While this is not an issue on colder days, we need cooler nights during heat waves to cool down buildings from the inside (by opening windows) as well as outside (by cooling down heated-up walls).
Most challenging are so-called "tropical nights," when nighttime temperatures remain above 20 degrees Celsius all night. Summer 2022 saw 8-11 such nights at our sensor network's "urban gray" locations. Green areas were less affected, especially those with forests nearby. Here, only a few or even no tropical nights were recorded.
Our measurements confirm that trees and green spaces are not only essential for providing shade and mental relief during the day, but also for providing cooler spaces at night, which can help cool down nearby apartments and office spaces.
Live measurements from SEI Tallinn's network are now publicly accessible. Researchers evaluate the data to improve understanding of the interplay of gray and green spaces in urban areas. With data continuously generated every 15 minutes, we start gaining much deeper insight into Tallinn's climate features, can judge the value of green spaces and will be able to give recommendations to ease urban pressure on Tallinn's city climate.
Surface sealing increasing
We can already tell from this summer's measurements that the sensors will give city planners and other urban decision-makers reason to expand green spaces beyond current extensions and add greenery to streets, parking lots and living and working quarters, especially near the city center.
Tallinn is the European Green Capital 2023. While it strives to make green spaces more accessible for its people, surface-sealing by housing and infrastructure development is continuing and even increasing. This sustains and increases the effects that the urban space has on the city climate.

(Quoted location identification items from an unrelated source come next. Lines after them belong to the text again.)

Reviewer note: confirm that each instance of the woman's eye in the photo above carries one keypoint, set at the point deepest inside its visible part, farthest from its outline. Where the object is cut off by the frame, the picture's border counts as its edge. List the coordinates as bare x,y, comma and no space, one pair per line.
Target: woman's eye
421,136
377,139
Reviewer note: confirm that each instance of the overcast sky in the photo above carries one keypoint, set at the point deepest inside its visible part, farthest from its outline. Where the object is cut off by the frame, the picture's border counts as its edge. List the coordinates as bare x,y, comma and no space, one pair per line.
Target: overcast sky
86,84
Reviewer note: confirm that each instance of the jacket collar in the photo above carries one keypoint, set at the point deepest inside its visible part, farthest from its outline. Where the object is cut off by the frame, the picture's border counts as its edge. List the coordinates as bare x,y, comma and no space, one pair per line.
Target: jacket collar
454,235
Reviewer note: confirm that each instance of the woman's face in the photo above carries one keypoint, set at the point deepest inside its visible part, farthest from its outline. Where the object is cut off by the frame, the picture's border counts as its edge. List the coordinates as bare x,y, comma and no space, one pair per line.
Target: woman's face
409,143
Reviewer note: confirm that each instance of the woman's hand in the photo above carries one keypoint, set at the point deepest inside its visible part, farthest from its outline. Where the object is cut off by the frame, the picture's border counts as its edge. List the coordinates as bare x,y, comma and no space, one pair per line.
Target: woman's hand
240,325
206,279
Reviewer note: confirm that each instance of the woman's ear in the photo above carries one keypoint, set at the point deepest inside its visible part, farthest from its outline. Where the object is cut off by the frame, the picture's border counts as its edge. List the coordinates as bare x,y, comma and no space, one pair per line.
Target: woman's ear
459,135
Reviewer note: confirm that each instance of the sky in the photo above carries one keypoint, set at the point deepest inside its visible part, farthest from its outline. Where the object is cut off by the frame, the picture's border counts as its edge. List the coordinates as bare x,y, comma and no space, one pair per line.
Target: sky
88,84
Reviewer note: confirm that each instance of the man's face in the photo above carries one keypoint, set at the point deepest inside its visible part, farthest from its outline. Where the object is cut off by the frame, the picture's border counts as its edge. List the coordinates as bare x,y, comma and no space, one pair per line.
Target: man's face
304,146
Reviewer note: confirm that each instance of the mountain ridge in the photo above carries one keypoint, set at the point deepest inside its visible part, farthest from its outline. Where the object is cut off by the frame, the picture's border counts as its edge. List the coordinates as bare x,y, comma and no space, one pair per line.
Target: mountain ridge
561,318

On the other hand, Tallinn is investing in a green band formed by the so-called Pollinator Highway, an old railway track now turned into a green and publicly open space. The guiding principle of the Pollinator Highway is to preserve and increase biodiversity by supporting pollinators feeding from the blossoms around them while offering diverse opportunities for leisure activities and environmentally friendly urban mobility. Moreover, the track supports social inclusion by passing through socioeconomically diverse areas.
The Pollinator Highway is a good example with which to demonstrate the climatic value of green spaces to city officials, planners and the general public in order to increase awareness and impact future city planning.
As the European Green Capital next year, eyes will be on Tallinn either way. This is a good opportunity to make densely built-up areas of the city greener, change the way of thinking behind city planning and give nature a place even in the city center.
Andreas Hoy is a senior expert in climatology and leads the climate, energy and atmosphere program at the Tallinn Center of the Stockholm Environment Institute (SEI Tallinn). This article was originally written in the context of the B.Green project, which supports green infrastructure solutions to help cities reach and upgrade their climate change adaptation and mitigation goals.